2001'den bu yana dünyayı yeniden fethetme ve sömürgeleştirme savaşlarını başlatan ABD ve AB emperyalizmi ile İsrail siyonizmi, İran, Suriye, Filistin, Lübnan ve Rusya'ya karşı füze kalkanını kurmaya karar verince, Kürecik üssünü yeniden devreye alıyorlar.
Bu arada, tarihsel bir not olarak, Türkiye Halk Kurtuluş Ordusu'ndan Sinan Cemgil, Alparslan Özdoğan ve Kadir Manga'nın 12 Mart 1971 faşist darbesinden sonra ABD'nin Kürecik radar üssünü basmak için hazırlık yaparken 31 Mayıs 1971'de pusuya düşürülüp öldürüldüklerini hatırlatalım.
Füze kalkanı emperyalizmin küresel saldırısıdır
Türkiye hükümeti ile ABD yönetimi füze kalkanı sistemine ait radarların Malatya Kürecik'e kurulması için 14 Eylül 2011'de Ankara'da anlaşma imzaladı. Bir gün önce, 13 Eylül'de ise Romanya hükümeti ile ABD yönetimi Vaşington'da aynı sisteme ait avcı füzelerin Romanya'ya kurulması için anlaşma imzaladı. ABD Dışişleri Bakanı Hillary Clinton ile Romanya Dışişleri Bakanı Teodor Bakonski'nin imzaladığı anlaşmaya göre, SM-3 füzeleri Romanya'nın Bulgaristan sınırına yakın Davelesu hava üssüne yerleştirilecek.

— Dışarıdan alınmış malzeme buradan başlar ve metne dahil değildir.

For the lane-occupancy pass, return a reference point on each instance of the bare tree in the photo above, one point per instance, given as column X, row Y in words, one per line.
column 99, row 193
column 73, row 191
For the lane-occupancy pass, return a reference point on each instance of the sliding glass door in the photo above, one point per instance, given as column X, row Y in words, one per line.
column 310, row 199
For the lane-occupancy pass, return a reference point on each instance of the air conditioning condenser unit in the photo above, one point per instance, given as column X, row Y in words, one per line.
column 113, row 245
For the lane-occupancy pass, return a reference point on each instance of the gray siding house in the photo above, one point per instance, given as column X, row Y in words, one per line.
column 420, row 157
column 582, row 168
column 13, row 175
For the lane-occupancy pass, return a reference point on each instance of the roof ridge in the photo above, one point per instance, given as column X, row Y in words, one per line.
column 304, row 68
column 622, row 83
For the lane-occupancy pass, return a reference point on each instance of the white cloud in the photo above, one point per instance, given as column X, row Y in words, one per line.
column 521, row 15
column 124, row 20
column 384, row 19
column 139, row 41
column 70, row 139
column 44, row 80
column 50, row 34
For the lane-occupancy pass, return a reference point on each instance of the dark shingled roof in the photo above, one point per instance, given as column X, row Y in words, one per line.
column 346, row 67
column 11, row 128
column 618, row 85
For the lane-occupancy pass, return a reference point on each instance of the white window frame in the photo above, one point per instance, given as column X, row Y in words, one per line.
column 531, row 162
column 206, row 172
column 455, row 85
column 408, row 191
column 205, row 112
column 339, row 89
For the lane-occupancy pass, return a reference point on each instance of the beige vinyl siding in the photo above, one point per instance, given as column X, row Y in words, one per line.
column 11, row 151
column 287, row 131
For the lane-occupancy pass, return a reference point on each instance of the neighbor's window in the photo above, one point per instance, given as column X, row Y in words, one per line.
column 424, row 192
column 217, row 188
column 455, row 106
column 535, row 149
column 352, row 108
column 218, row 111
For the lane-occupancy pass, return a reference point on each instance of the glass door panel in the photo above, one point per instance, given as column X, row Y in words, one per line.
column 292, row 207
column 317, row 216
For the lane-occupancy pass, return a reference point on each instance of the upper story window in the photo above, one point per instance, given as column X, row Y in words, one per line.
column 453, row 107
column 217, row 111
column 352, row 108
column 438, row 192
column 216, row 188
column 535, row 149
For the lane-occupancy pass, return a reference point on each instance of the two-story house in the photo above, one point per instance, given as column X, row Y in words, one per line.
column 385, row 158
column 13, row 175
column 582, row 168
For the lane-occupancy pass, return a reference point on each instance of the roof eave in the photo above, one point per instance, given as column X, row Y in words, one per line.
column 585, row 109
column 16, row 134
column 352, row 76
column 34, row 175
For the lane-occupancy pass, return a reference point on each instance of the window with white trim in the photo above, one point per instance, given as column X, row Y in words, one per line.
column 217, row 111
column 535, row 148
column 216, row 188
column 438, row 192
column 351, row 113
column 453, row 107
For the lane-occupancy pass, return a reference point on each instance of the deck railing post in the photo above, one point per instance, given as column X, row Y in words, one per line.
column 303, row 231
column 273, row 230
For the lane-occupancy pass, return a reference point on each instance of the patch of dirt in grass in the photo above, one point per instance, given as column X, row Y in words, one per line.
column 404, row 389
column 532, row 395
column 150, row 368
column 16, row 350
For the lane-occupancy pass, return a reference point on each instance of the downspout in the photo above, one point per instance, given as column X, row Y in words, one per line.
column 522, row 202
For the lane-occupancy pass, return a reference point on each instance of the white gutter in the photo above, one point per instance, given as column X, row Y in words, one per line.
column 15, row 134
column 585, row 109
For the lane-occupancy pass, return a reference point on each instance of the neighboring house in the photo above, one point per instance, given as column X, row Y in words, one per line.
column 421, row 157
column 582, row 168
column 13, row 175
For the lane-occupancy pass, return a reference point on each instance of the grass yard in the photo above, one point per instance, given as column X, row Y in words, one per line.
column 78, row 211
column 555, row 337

Füze kalkanı sisteminin Amerikan savaş gemilerine monte edilen Aegis füze sistemleriyle bütünleşik yapısı dikkate alındığında, Türkiye'nin füze kalkanına ait radarların Kürecik'e yerleştirilmesine izin vererek, dünya çapında bir füze saldırı sistemine katıldığı ortaya çıkıyor. Çünkü Amerikan belgeleri, bu sistemin İran, Suriye, Filistin ve Lübnan'ın yanı sıra, Rusya, Çin, Kuzey Kore, Küba, Venezüella gibi Amerikan çıkarları açısından tehlike oluşturabilecek bütün ülkelere yönelik küresel bir sistem olduğunu açıklıkla belirtiyor. Amerikan emperyalizminin, NATO, Avrupa Birliği, Japonya ve İsrail'le ortaklaşa uygulamaya soktuğu bu küresel saldırı sistemine şimdiden katılan ülkeler Amerika, Japonya, İngiltere, Almanya, Hollanda, Avustralya, İspanya, Güney Kore ve İsrail.
Türkiye'nin işbirlikçi kapitalist egemenleri, tıpkı Soğuk Savaş döneminde olduğu gibi, emperyalizmin dünyayı yeniden fethetmeyi ve sömürgeleştirmeyi amaçlayan bugünkü savaşına da hevesle katılarak, ülkemizi kapitalizme ve emperyalizme kayıtsız şartsız boyun eğmeyen her halka karşı bir füze rampası durumuna getiriyorlar. Bütün dünyada işçileri ve emekçileri sömüren ve ezen dolar milyarderleri şebekesinin çıkarları için, Türkiye halkları hem cinayete, hem intihara zorlanıyor.